Make A Name For Yourself
So many times I see kids working hard at the wrong things. Most high school baseball players have aspirations to play in college and beyond, but they are misinformed and misled as to what they should do to prepare to get there. What are the main differences between a successful high school pitcher and a successful college one? Narrowing the gap in those differences is what will make the transition easier and, if you can narrow the gap early enough, put you in a position to draw more interest from schools and scouts.
What sets higher level pitchers apart:
#1 - Physical-ness
This is, hands-down, the biggest difference between a high school pitcher vs. a college pitcher, as well as a college pitcher vs. a professional one. Some guys are blessed with big, athletic bodies that translate well onto a pitchers mound. Often times, those are the players who dominate at the high school level. As you grow and develop you begin to throw harder and have better body awareness, which generally leads to improved performance.

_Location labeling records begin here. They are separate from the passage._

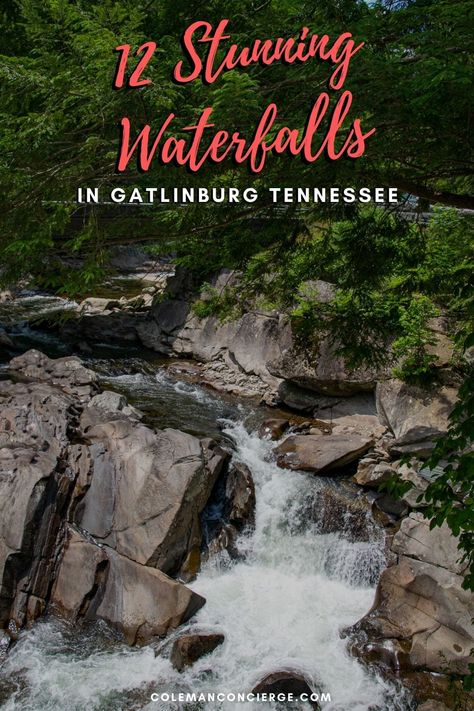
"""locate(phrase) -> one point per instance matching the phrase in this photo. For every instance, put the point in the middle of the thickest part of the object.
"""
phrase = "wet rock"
(148, 490)
(437, 546)
(110, 402)
(371, 473)
(138, 601)
(240, 496)
(432, 705)
(34, 492)
(390, 505)
(5, 339)
(416, 416)
(287, 682)
(273, 428)
(188, 648)
(68, 454)
(95, 305)
(321, 454)
(296, 397)
(424, 602)
(364, 425)
(340, 509)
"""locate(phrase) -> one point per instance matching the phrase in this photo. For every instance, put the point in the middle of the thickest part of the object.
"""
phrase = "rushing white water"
(283, 606)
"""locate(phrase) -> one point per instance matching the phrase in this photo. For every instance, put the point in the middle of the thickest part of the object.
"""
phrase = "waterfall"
(282, 606)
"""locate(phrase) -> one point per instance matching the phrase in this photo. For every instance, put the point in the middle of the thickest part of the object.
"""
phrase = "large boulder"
(188, 648)
(138, 601)
(420, 600)
(437, 546)
(321, 454)
(415, 415)
(67, 373)
(68, 454)
(240, 496)
(35, 488)
(323, 372)
(148, 490)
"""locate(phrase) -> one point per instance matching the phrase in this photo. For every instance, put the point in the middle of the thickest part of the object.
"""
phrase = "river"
(282, 605)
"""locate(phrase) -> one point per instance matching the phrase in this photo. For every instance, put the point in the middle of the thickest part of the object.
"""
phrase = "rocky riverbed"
(127, 504)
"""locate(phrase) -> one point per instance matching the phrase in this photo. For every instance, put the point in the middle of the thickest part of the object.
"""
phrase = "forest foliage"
(413, 81)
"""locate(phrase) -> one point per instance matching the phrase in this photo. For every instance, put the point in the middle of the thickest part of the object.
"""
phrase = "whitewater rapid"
(282, 606)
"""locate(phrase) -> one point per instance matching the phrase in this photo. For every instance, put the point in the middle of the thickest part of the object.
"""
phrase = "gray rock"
(240, 496)
(424, 602)
(415, 416)
(321, 454)
(273, 428)
(109, 401)
(68, 373)
(432, 705)
(287, 681)
(437, 546)
(148, 491)
(34, 493)
(138, 601)
(325, 372)
(188, 648)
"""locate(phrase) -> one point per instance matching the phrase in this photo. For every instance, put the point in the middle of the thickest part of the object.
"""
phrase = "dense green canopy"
(59, 114)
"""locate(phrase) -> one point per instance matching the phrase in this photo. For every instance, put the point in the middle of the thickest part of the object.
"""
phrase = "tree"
(412, 81)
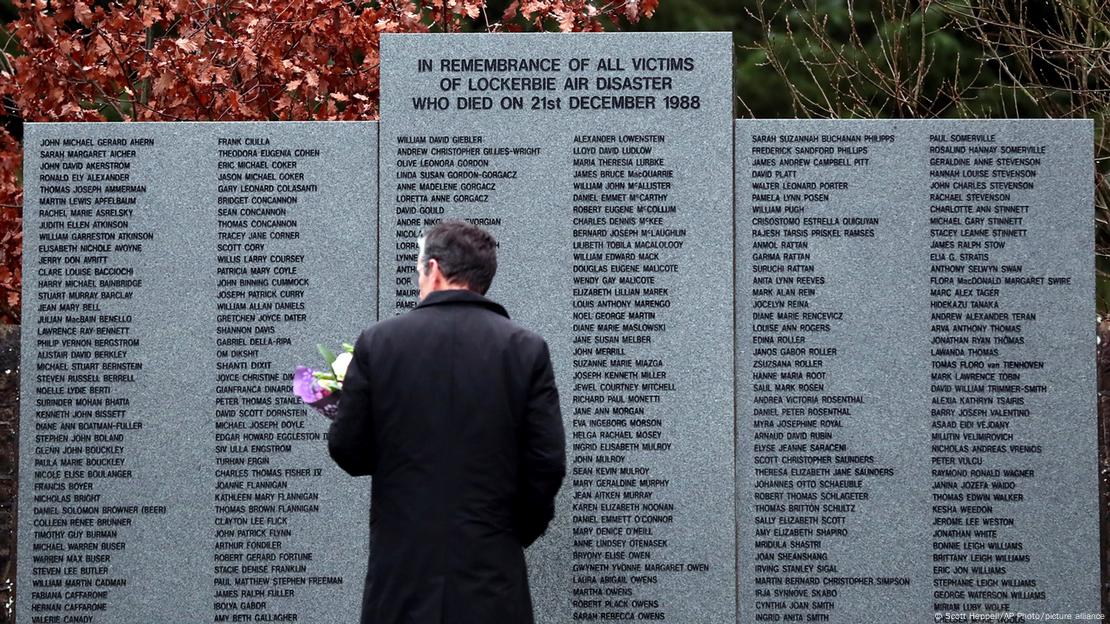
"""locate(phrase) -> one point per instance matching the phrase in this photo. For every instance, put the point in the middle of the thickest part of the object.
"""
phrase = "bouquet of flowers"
(321, 390)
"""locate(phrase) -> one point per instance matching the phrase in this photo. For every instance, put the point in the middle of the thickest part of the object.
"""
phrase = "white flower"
(339, 366)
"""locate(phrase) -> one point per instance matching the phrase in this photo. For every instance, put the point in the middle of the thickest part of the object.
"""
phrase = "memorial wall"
(914, 370)
(810, 371)
(174, 275)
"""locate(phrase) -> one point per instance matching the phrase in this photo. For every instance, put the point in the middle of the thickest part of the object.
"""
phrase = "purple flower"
(306, 386)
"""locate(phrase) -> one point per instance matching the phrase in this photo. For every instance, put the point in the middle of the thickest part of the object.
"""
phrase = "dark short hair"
(467, 254)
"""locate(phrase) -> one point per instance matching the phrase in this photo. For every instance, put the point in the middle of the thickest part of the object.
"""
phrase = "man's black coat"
(453, 409)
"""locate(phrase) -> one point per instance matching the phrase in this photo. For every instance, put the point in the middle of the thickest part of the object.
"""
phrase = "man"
(453, 409)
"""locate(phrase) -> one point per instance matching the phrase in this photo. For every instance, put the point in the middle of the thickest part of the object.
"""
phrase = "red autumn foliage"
(224, 60)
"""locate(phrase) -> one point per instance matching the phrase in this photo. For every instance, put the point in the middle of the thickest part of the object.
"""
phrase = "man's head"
(455, 254)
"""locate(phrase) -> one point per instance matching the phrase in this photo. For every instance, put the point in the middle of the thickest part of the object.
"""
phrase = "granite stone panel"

I rarely worked out in high school, something kids are beginning to do today which is a huge step in the right direction. You can begin to prepare your body to perform at a high-level from the time you're young, but you need to be sure you're preparing it the right way. Pitchers aren't defensive lineman and shouldn't train like one. Baseball skill specific strength and conditioning is the number one thing you can take advantage of to separate yourself from your competition!
#2 - Command
When you begin to climb levels, whether is 3A vs. 6A, DIII vs. DI, or A-ball vs. the Major Leagues, the lineups are deeper and more skilled which leaves much less room for error. This is where command comes into play. You can get away with a lot more mistakes at the high school level than you can in college. Think about it: often times #8 hitters in college were #3 hitters in high school, #8 hitters in professional baseball were #3 hitters in college.

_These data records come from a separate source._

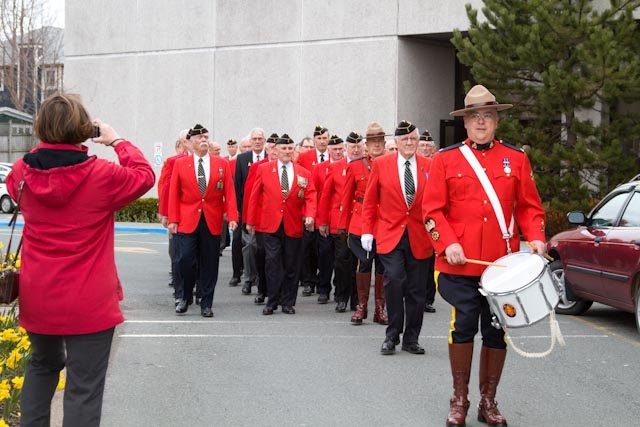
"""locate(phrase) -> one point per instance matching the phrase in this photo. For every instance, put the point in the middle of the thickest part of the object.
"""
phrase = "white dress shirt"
(205, 164)
(414, 171)
(289, 167)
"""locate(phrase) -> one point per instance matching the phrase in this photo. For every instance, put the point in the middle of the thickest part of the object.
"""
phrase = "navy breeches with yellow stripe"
(469, 306)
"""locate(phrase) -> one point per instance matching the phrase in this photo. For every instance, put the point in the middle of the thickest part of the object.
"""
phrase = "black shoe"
(388, 346)
(182, 306)
(287, 309)
(413, 348)
(428, 308)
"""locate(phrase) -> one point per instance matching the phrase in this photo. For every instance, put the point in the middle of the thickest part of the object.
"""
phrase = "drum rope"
(556, 337)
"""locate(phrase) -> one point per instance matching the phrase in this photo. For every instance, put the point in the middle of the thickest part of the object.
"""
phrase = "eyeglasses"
(476, 116)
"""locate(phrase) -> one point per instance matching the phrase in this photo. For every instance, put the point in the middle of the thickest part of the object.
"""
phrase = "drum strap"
(491, 194)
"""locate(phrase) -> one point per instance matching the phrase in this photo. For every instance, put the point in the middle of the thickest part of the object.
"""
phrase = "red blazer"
(248, 187)
(329, 204)
(459, 211)
(385, 213)
(274, 208)
(352, 196)
(186, 203)
(164, 182)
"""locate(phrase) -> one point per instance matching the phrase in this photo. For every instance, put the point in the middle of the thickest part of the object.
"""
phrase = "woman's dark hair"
(63, 119)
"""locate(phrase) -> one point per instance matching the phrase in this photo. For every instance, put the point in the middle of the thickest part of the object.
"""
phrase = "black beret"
(335, 140)
(197, 130)
(273, 138)
(425, 136)
(284, 139)
(404, 128)
(354, 137)
(319, 130)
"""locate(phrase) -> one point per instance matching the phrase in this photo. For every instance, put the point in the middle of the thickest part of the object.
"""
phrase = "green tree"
(572, 71)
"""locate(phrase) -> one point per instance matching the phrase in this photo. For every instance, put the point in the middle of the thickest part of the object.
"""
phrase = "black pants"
(236, 251)
(431, 282)
(326, 255)
(204, 248)
(344, 266)
(404, 291)
(365, 260)
(86, 359)
(282, 255)
(469, 306)
(309, 274)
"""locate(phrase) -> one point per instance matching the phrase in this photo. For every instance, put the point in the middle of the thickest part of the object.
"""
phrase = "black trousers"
(86, 359)
(282, 255)
(404, 291)
(309, 275)
(204, 248)
(344, 266)
(431, 281)
(469, 306)
(365, 260)
(236, 251)
(326, 253)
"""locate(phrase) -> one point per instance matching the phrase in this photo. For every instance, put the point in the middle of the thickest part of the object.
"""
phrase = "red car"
(600, 259)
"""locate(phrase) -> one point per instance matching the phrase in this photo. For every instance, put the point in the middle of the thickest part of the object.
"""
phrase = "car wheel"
(6, 204)
(570, 307)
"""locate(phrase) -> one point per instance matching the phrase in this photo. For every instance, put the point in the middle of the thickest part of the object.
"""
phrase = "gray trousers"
(86, 359)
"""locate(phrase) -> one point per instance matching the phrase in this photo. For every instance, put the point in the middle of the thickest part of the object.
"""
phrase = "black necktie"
(409, 186)
(202, 179)
(284, 181)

You can begin to bridge that gap by developing your pitches and having more than one or two pitches you can throw for a quality strike at any point in a count. I watched a Felix Hernandez interview the other day on MLB Network and Harold Reynolds asked him what his best pitch was. Felix's answer? "All 5." He is comfortable throwing all 5 of his pitches at any point in a game because he has developed command and confidence of those pitches. Having multiple quality pitches that you have command of puts hitters at a tremendous disadvantage. A great fastball might work for you in high school, but those same pitches might get hammered at the next level. Work to develop command of your fastball, first and foremost, but DO NOT neglect your other offerings.
#3 - Work Ethic
This third difference isn't really a "skill." It's a product of "how much do you want it." 95% of players are all talk when it comes to how hard they work. The people with the true work ethic are the ones that take below average abilities and make them play at the next level. And, generally speaking, the great players are the physically gifted athletes that also have a superior work ethic.

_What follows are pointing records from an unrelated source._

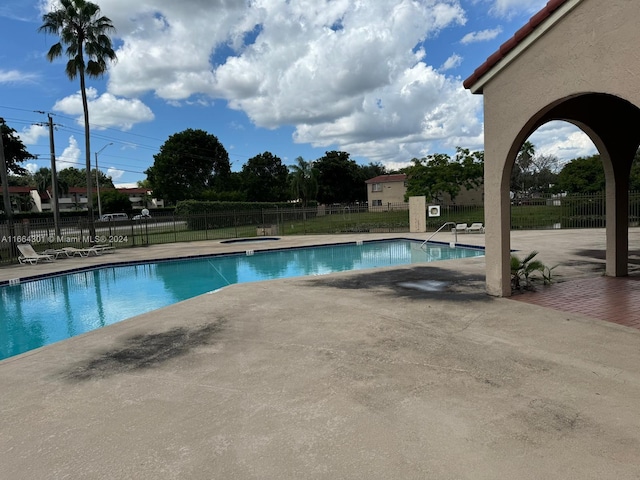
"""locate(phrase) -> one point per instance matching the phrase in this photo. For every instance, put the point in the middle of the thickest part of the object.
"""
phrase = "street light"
(98, 180)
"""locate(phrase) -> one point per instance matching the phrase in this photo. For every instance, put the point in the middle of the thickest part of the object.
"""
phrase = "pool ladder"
(455, 233)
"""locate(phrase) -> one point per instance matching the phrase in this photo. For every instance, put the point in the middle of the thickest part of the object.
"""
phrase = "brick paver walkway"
(607, 298)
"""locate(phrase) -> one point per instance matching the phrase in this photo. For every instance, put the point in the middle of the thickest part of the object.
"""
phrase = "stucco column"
(617, 225)
(497, 217)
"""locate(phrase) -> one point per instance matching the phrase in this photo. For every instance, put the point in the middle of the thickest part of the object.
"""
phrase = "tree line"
(194, 165)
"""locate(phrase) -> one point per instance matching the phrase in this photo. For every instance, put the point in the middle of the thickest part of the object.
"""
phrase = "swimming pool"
(48, 310)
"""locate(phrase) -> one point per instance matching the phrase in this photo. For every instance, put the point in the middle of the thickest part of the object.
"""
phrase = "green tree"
(582, 175)
(304, 181)
(43, 181)
(339, 179)
(84, 32)
(437, 174)
(265, 179)
(113, 201)
(14, 150)
(74, 177)
(372, 170)
(189, 163)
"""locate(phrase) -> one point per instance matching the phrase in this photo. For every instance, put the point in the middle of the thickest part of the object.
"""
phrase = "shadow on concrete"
(144, 351)
(424, 282)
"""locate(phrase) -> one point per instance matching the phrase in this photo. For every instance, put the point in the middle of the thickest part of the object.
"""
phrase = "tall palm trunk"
(87, 150)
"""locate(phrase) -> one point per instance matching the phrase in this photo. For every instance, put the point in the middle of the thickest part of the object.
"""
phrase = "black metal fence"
(551, 212)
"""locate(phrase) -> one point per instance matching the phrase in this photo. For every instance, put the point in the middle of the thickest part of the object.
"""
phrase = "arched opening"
(613, 126)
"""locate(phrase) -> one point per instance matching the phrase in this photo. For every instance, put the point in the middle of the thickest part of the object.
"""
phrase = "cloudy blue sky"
(380, 79)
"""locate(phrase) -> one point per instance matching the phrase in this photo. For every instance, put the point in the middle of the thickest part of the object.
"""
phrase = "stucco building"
(577, 61)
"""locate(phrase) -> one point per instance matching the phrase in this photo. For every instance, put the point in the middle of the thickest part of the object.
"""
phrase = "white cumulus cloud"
(70, 157)
(105, 110)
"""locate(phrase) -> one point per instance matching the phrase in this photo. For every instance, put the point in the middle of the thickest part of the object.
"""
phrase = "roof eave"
(537, 26)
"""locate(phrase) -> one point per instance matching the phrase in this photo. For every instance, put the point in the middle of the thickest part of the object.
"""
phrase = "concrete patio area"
(372, 374)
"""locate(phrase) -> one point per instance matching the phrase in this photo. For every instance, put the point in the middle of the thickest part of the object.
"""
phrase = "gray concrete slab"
(350, 375)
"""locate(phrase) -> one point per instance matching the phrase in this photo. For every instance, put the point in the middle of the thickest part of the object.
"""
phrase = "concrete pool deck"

What do I mean by work ethic? I mean making baseball a priority in your life (without sacrificing your education and loved ones!). For example, when you have the opportunity to either attend a party or to work to make yourself a better pitcher, (if baseball is your priority) you should choose to make yourself a better pitcher. Those are the times when you are getting better while someone else isn't. So much talent is wasted by players who believe they can get by on their skills alone, it's a shame. The pitchers who continue advancing in baseball are the ones who sacrifice other things and work their asses off to chase their dream. Once you no longer have the drive to continue working hard and the reward isn't worth the price; that's when you should decide to hang it up.
Work hard to make yourself noticed. Most of us aren't lucky enough to just take the field and have schools and scouts drool over us. You have to give them a reason to notice you. Do the research, make yourself train properly and make baseball a priority if it's something you really want. Never look back with any "if only I would have..." statements. That will stay with you for the rest of your life!
The earlier you take these points to heart and begin acting to improve upon them, the better position you will be in to extend your baseball career. Freshmen and Sophomores in high school should be preparing themselves now to play professionally and in college. It's never too late for Juniors and Seniors to make changes and to redefine what they really want out of baseball. Even if you are in college or the professional ranks, you can still make changes and push yourself even harder. Never be satisfied: always work to improve!